Cette mutation entraîne plusieurs conséquences. En effet, ce qui n’était que transmission étant désormais d’abord enregistrement, il est possible de le conserver puisqu’il est disponible, sous la main. D’où une massification considérable des contenus dont la question de la conservation se pose : d’une part, le périmètre de ce qui est à conserver s’étend (par exemple la téléphonie sous IP implique que toute conversation est d’abord un enregistrement contrairement la téléphonie classique) , d’autre part pour chaque type de contenu à conserver la masse de contenus concernés s’élargit (quasiment toute la téléphonie a basculé sur IP).

Cela concerne aussi les contenus habituels soumis aux pratiques conservatoires institutionnalisées, comme dépôt légal : les contenus radiodiffusés n’ont jamais été aussi nombreux qu’aujourd’hui. Cette avalanche de nouveaux contenus appelle un déploiement inédit de moyen de captation et de conservation. La réponse qui s’imposa fut naturellement le numérique dans la mesure où il permet l’automatisation et le passage à l’échelle : les contenus évoqués ici étant par définition émis de manière numérique, il est possible d’automatiser leur collecte, documentation et conservation. Le numérique appelle le numérique.

Mais cette inflation n’est pas sans déséquilibrer les modèles de la mémoire que nous avons évoqués. Car la conservation devient simplement stockage en se dé-corrélant des pratiques de lecture et de consultation : les contenus sont trop massifs pour être consultés, et le seront probablement jamais. Or, si la tension entre conservation et consultation, entre stockage et usage est inhérente à toute pratique patrimoniale s’intéressant à des objets matérialisés, elle est ici rompue, faisant fi des équilibres traditionnels trouvés pour la résoudre. Traditionnellement en effet, les institutions se répartissent la charge de la conservation et la consultation : par exemple les bibliothèques conservent les ouvrages, les universités entretiennent la pratique de la lecture. Au sein même des bibliothèques, les services de lecture sont essentiels au fonctionnement. L’équilibre traditionnel repose donc sur le couplage entre les deux modèles que nous avons présentés, entre la conservation et l’utilisation.

Cet équilibre est à présent rompu du fait d’une part de la massification et d’autre part de l’élargissement du périmètre des contenus concernés.

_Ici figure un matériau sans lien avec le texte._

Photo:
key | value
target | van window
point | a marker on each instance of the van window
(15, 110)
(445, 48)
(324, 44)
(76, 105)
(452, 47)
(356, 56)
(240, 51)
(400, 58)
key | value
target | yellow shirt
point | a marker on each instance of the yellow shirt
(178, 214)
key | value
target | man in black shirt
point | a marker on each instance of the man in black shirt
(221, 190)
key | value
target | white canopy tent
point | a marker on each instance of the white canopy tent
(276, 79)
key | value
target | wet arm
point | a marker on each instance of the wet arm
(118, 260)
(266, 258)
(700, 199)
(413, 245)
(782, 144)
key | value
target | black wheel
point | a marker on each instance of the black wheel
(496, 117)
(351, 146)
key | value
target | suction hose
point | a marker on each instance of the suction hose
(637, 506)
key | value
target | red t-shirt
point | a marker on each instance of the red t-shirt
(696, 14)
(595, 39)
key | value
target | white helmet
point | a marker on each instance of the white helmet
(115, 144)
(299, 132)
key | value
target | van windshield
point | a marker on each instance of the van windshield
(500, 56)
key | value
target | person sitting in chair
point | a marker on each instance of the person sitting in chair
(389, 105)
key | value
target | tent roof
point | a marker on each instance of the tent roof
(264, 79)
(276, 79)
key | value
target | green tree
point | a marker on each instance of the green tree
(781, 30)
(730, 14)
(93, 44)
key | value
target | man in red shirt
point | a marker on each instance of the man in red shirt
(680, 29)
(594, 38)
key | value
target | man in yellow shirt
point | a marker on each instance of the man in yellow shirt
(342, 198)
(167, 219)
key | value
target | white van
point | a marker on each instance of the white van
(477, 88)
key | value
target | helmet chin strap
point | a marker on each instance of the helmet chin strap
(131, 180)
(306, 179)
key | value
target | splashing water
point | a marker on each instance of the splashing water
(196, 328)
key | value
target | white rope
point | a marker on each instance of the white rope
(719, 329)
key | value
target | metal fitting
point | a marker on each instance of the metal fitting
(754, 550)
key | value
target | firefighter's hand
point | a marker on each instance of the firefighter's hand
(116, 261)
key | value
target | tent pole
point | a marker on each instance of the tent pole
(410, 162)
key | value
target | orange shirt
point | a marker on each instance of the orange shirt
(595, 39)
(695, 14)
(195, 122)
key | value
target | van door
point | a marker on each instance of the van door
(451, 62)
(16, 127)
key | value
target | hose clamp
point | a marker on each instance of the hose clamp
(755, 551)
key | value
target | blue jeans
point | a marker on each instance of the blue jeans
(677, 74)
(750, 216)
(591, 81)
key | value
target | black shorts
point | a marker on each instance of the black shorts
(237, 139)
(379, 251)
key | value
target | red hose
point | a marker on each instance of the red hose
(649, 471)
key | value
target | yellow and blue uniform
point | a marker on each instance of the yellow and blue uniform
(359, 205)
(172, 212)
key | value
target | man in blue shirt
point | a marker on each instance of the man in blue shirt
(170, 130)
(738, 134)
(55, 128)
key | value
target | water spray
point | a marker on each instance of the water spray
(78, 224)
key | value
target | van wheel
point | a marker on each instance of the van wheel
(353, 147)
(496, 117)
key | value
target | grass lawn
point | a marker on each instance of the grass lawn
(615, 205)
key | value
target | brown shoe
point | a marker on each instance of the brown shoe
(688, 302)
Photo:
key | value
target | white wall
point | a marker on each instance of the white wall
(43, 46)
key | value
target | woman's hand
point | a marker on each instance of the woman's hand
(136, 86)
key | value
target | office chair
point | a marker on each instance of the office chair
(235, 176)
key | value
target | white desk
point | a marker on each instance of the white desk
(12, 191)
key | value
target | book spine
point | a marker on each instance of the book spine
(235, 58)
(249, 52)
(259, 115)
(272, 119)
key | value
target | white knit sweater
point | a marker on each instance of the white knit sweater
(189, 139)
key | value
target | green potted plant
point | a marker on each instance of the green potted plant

En effet, la masse des contenus engrangés périodiquement excède ce qui est humainement lisible par les communautés concernées : par exemple, l’INA capte de l’ordre d’un million d’heures de contenus par an, ce qui représente 41000 jours de consultation 24h sur 24. Mais il faut également prendre en compte les captations qui ne renvoient à aucune communauté en particulier qui se sait concernée par la consultation et l’utilisation des contenus captés. Si le dépôt légal s’adresse en priorité à la communauté des chercheurs, que dire des captations des données personnelles, des données engendrées par les réseaux sociaux, les données industrielles, techniques et scientifiques produites par les entreprises ? Quelles pourraient être leur communauté d’usage, les communautés désignées pour reprendre la terminologie d’OAIS (Consultative Committee for Space Data Systems, 2002) ? En particulier, quand on envisage le patrimoine technique d’une entreprise et de ses objets industriels, qui peuvent être aussi complexes qu’un avion, un satellite, une centrale nucléaire, quelle peut être la communauté désignée pour les appareils dont le cycle de vie est supérieur à celui des connaissances qui permettent de le traiter ? Par exemple, le cycle de vie des connaissances scientifiques et techniques en conception industrielle est de l’ordre d’une trentaine d’année alors que les appareils sont exploités sur des périodes pouvant faire le double : comment gérer alors le patrimoine des connaissances nécessaires à l’entretien, le recyclage, le démantèlement, quand ces connaissances ne font plus parties des pratiques de l’ingénierie du moment ni des contenus de formation des futurs ingénieurs ? La brutale expansion des volumes d’information produits et captés ont rompu l’équilibre mémoriel.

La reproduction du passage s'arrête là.